Fly-Speck Bill, horse thief and murderer, was introduced to a vigilantes rope one bitterly cold winter night. The committee, fearing trouble with the law, was at the coroners the next morning and asked if he would be so kind as to square things when he made his report.
Well, I dont know, boys, the coroner replied. Did you leave Bill hangin there in that tree all night?
Yup.
That being the case, said the coroner, Old Bill sure would have frozen to death if he hadnt got his neck busted. I reckon Ill jes have to report he died from overexposure.
Another coroner performed assessment work on the remains of a badly shot-up gentleman and found that the body was rich in lead but too badly punctured to hold whisky.
Other outstanding verdicts by coroners are:
came to his death from emphysema of the lungs, which might have been, and probably was, caused by strangulation, self-inflicted or otherwise.
Came to his death by suicide. He tried to shoot to death at the distance of a hundred and fifty yards a man armed with a Winchester rifle.
And upon finding the bones of a dead man, Judge Bean noted the bullet hole in the center of the forehead and declared that this gent met his death at the hands of a doggoned good pistol shot.
One braggart cowboy loved to flash his gun by twirling it by the trigger guard, a practice which resulted in the accidental death of two people.

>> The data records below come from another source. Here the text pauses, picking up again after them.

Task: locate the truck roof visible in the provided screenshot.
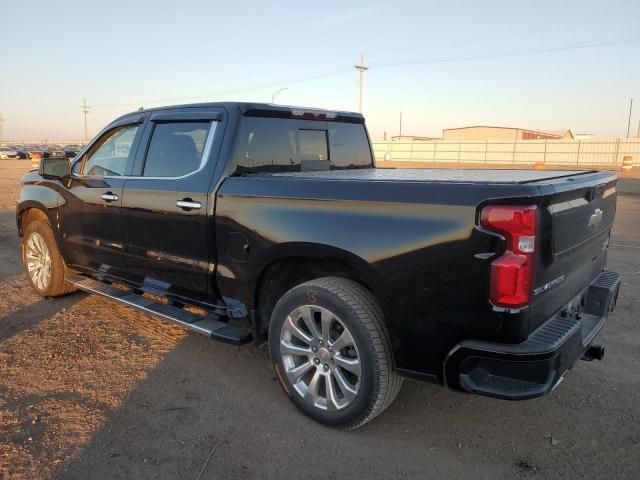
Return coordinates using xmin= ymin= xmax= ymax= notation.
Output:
xmin=115 ymin=102 xmax=364 ymax=123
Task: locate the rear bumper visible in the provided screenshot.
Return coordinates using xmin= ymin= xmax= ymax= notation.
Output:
xmin=444 ymin=270 xmax=621 ymax=400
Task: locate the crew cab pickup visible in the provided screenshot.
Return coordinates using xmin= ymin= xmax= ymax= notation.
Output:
xmin=17 ymin=103 xmax=620 ymax=428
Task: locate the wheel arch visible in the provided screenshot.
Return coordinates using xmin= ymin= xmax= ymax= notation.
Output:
xmin=253 ymin=242 xmax=393 ymax=333
xmin=16 ymin=200 xmax=57 ymax=237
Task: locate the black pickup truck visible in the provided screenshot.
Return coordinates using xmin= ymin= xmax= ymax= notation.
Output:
xmin=17 ymin=103 xmax=620 ymax=428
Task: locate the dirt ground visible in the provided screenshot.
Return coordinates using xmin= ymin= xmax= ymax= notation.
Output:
xmin=0 ymin=160 xmax=640 ymax=479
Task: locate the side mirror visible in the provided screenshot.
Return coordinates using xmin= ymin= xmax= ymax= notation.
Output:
xmin=38 ymin=158 xmax=71 ymax=179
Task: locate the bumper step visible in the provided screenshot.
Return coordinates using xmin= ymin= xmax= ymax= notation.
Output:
xmin=66 ymin=275 xmax=252 ymax=345
xmin=444 ymin=270 xmax=621 ymax=400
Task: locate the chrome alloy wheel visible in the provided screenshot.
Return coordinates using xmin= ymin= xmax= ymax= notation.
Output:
xmin=25 ymin=232 xmax=51 ymax=290
xmin=280 ymin=305 xmax=362 ymax=411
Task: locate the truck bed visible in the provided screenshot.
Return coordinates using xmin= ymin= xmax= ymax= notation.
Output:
xmin=266 ymin=168 xmax=593 ymax=184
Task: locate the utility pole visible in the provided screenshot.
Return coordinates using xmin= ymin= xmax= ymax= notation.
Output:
xmin=354 ymin=53 xmax=369 ymax=113
xmin=627 ymin=98 xmax=633 ymax=138
xmin=80 ymin=98 xmax=91 ymax=143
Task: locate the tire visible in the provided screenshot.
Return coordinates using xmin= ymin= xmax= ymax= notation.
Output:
xmin=269 ymin=277 xmax=402 ymax=430
xmin=22 ymin=220 xmax=75 ymax=297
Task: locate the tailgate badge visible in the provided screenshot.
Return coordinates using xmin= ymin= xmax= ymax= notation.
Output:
xmin=589 ymin=208 xmax=602 ymax=227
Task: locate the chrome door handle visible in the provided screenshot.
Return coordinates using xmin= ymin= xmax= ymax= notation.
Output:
xmin=100 ymin=192 xmax=120 ymax=202
xmin=176 ymin=198 xmax=202 ymax=210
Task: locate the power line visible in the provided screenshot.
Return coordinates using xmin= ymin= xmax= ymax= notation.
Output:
xmin=79 ymin=98 xmax=91 ymax=143
xmin=369 ymin=36 xmax=640 ymax=68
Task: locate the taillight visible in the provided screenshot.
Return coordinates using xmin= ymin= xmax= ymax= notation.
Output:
xmin=480 ymin=205 xmax=536 ymax=308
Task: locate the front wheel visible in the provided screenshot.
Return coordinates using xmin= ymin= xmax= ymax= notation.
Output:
xmin=22 ymin=220 xmax=75 ymax=297
xmin=269 ymin=277 xmax=402 ymax=429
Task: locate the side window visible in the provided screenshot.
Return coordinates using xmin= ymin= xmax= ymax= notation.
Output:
xmin=237 ymin=117 xmax=300 ymax=174
xmin=142 ymin=122 xmax=215 ymax=177
xmin=236 ymin=117 xmax=373 ymax=175
xmin=80 ymin=125 xmax=139 ymax=177
xmin=329 ymin=122 xmax=373 ymax=170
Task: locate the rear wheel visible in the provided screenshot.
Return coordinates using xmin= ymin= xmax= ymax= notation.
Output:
xmin=269 ymin=277 xmax=401 ymax=429
xmin=22 ymin=220 xmax=75 ymax=297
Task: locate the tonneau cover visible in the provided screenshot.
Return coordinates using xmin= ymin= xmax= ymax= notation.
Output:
xmin=265 ymin=168 xmax=593 ymax=183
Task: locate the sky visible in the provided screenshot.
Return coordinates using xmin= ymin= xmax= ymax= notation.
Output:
xmin=0 ymin=0 xmax=640 ymax=141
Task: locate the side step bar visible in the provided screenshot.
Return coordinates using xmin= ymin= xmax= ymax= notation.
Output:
xmin=66 ymin=275 xmax=251 ymax=345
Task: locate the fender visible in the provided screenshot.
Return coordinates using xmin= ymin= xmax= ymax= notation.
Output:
xmin=16 ymin=185 xmax=64 ymax=241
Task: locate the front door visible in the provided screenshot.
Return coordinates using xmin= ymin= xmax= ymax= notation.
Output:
xmin=122 ymin=110 xmax=221 ymax=302
xmin=60 ymin=122 xmax=141 ymax=276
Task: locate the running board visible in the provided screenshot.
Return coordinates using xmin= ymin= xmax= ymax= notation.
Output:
xmin=66 ymin=275 xmax=251 ymax=345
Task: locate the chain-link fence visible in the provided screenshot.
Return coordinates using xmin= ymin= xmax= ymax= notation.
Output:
xmin=373 ymin=138 xmax=640 ymax=168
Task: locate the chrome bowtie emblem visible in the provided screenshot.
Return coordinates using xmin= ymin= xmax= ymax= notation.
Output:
xmin=589 ymin=208 xmax=602 ymax=227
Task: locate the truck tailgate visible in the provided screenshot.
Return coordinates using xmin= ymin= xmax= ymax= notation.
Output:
xmin=529 ymin=172 xmax=617 ymax=330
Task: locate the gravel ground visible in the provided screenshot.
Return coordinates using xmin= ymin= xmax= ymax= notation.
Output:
xmin=0 ymin=161 xmax=640 ymax=479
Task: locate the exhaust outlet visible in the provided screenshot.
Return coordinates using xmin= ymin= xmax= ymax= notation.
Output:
xmin=582 ymin=344 xmax=604 ymax=362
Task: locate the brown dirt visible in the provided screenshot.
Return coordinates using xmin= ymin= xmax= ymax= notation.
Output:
xmin=0 ymin=162 xmax=640 ymax=479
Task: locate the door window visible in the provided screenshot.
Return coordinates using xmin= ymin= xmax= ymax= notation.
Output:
xmin=80 ymin=124 xmax=139 ymax=177
xmin=143 ymin=122 xmax=215 ymax=177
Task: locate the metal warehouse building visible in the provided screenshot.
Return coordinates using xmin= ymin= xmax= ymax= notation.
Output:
xmin=442 ymin=126 xmax=573 ymax=141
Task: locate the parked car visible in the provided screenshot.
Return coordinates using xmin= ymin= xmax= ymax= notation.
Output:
xmin=40 ymin=145 xmax=65 ymax=158
xmin=16 ymin=103 xmax=620 ymax=428
xmin=61 ymin=145 xmax=80 ymax=158
xmin=23 ymin=145 xmax=44 ymax=160
xmin=5 ymin=145 xmax=27 ymax=160
xmin=0 ymin=147 xmax=18 ymax=159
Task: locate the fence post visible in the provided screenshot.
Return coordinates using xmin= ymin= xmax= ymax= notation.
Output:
xmin=613 ymin=137 xmax=620 ymax=168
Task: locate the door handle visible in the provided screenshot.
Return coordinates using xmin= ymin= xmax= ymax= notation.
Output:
xmin=176 ymin=198 xmax=202 ymax=211
xmin=100 ymin=192 xmax=120 ymax=202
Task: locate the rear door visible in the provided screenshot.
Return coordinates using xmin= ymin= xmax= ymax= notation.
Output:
xmin=60 ymin=117 xmax=144 ymax=276
xmin=530 ymin=172 xmax=616 ymax=329
xmin=122 ymin=109 xmax=223 ymax=301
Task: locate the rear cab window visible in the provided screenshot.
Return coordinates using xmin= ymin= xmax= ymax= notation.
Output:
xmin=142 ymin=121 xmax=215 ymax=178
xmin=235 ymin=117 xmax=373 ymax=175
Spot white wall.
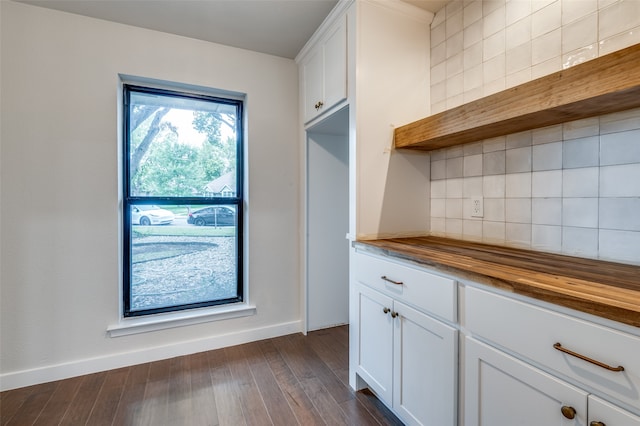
[431,0,640,264]
[0,1,300,389]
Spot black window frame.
[122,84,245,318]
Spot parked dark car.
[187,206,236,226]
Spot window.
[122,85,244,317]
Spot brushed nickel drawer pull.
[380,275,404,285]
[553,343,624,371]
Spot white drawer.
[464,287,640,412]
[353,252,457,322]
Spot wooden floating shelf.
[394,44,640,151]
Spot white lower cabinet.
[464,337,588,426]
[356,274,458,426]
[463,287,640,426]
[588,395,640,426]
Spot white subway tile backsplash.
[445,219,462,239]
[446,179,463,198]
[531,28,562,65]
[505,42,531,74]
[600,108,640,135]
[562,0,598,25]
[562,136,600,169]
[600,129,640,165]
[600,163,640,197]
[562,43,598,69]
[446,31,464,58]
[505,0,531,26]
[482,220,505,244]
[431,198,447,218]
[462,1,482,28]
[505,223,531,248]
[599,229,640,264]
[531,170,562,198]
[462,43,482,70]
[562,12,598,53]
[531,56,562,80]
[446,157,464,179]
[431,181,447,198]
[482,0,506,16]
[562,198,598,228]
[445,8,464,39]
[482,150,507,175]
[598,0,640,39]
[462,220,482,242]
[429,217,447,237]
[562,167,600,198]
[531,198,562,225]
[598,26,640,56]
[505,198,531,223]
[464,64,483,92]
[431,160,447,182]
[431,22,447,48]
[482,29,505,61]
[431,42,447,66]
[531,0,562,38]
[532,142,562,172]
[562,117,600,140]
[505,173,531,198]
[482,136,507,152]
[599,198,640,231]
[445,198,462,219]
[484,75,506,96]
[531,225,562,252]
[505,14,531,50]
[462,176,482,198]
[462,20,484,52]
[430,0,640,264]
[483,198,506,222]
[482,173,506,197]
[562,226,598,258]
[463,154,482,177]
[482,6,505,39]
[506,146,531,173]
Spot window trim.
[121,82,244,316]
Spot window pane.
[130,205,238,311]
[128,92,237,197]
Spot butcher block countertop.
[354,237,640,327]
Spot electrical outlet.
[471,197,484,217]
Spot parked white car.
[131,205,175,226]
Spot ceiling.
[15,0,446,59]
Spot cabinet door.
[588,395,640,426]
[302,46,324,122]
[464,337,587,426]
[357,285,393,402]
[393,302,458,426]
[322,16,347,110]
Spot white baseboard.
[0,321,302,391]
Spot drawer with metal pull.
[352,252,457,322]
[464,286,640,411]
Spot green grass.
[132,225,236,237]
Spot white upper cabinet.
[301,15,347,123]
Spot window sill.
[107,303,256,337]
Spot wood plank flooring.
[0,326,402,426]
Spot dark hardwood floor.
[0,326,402,426]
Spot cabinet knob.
[560,405,576,419]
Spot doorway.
[306,107,349,331]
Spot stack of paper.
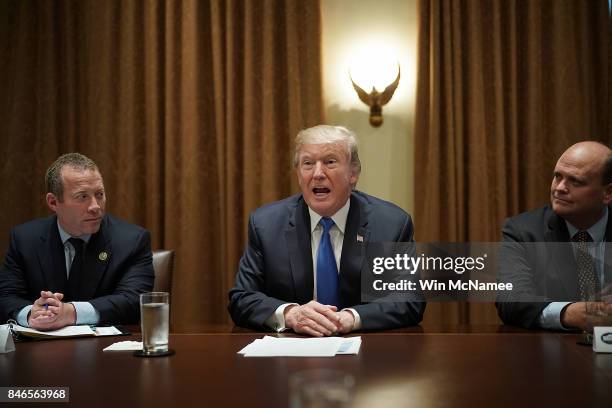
[238,336,361,357]
[11,324,122,339]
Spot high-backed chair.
[153,249,174,294]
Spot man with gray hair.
[496,141,612,330]
[0,153,154,330]
[229,125,425,336]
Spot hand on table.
[28,290,76,330]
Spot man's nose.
[314,162,325,179]
[555,179,567,192]
[89,197,101,212]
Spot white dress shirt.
[540,207,608,330]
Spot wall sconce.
[349,63,400,127]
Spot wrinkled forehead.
[555,151,605,177]
[61,165,103,185]
[298,142,350,157]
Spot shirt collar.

One night the man disappeared and was next seen hanging from a cottonwood limb with a note from the vigilantes: This is no accident!
A cowboy once made the mistake of arguing with a trapper over whether wildcats had long tails or not. The trapper settled the argument by furnishing as his proof a Colt .45 revolver. The coroners decision was that any hombre who was crazy enough to call a long-haired, whiskey-drinking trapper a liar had, in a strong sense, died of ignorance.